Nvidia gave us a taste of what its Fermi-based notebook graphics cards would be like with the GeForce GTX 480M, but now it's time to meet the whole family. That's seven Fermi GPUs, running the gamut from face-melting to face-singeing.
What makes these graphics special? It all comes back to Fermi, which was built to support those juicy DirectX 11 graphics you're so excited about. But maybe more importantly, they're coming at a time when Nvidia's Optimus graphics-switching technology has been picked up in broadly. That means that solid graphics aren't going to automatically destroy your battery. At least, not quite as fast.

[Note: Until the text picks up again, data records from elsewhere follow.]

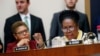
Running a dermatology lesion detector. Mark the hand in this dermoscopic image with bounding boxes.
[17,39,30,47]
[33,33,44,47]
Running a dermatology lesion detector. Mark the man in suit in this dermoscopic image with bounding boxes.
[4,0,46,50]
[50,0,90,45]
[6,21,45,53]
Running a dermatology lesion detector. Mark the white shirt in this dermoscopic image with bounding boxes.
[19,13,31,33]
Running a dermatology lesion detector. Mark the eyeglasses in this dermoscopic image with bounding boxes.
[15,29,29,35]
[62,27,75,32]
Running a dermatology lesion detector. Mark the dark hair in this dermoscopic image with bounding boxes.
[11,21,28,34]
[27,0,30,3]
[59,10,79,25]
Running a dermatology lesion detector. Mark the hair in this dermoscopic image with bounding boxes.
[59,10,79,25]
[11,21,28,34]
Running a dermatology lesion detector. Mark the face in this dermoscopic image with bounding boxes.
[14,26,30,40]
[62,19,78,40]
[65,0,77,8]
[16,0,29,14]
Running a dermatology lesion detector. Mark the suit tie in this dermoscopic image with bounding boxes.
[24,16,29,28]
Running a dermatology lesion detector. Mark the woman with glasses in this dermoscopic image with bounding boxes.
[52,10,97,47]
[6,21,45,53]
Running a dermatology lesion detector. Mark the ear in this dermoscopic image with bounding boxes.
[13,34,17,40]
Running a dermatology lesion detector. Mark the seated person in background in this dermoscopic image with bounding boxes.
[0,40,3,53]
[52,10,97,47]
[6,21,45,53]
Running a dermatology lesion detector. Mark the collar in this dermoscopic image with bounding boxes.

Nvidia's promising 40x better performance than the previous generation of GeForce—though that's based on a mystery amalgamation of a number of different benchmarks and internal tests—and the new lineup will support CUDA, 3D Vision, and PhysX. The real competitor isn't old Nvidia GPUs, though. It's Intel's integrated solution, which according to Nvidia handles game play and photo retouching 5x slower than the new GeForce hotness.
At the low end of the spectrum is the GeForce GT 415M, featuring 48 processor cores, and up to 512Mb memory. You can expect to pay about a $50 premium for it versus rig with integrated graphics. The top-end GeForce GTX 470M, by contrast, comes loaded with 288 cores, up to 1Gb memory, and 1.25 GHz memory clock. No benchmarks are available yet, but we're expecting plenty of pep when Nvidia's PC partners—basically everyone except HP—start announcing their fall line-up.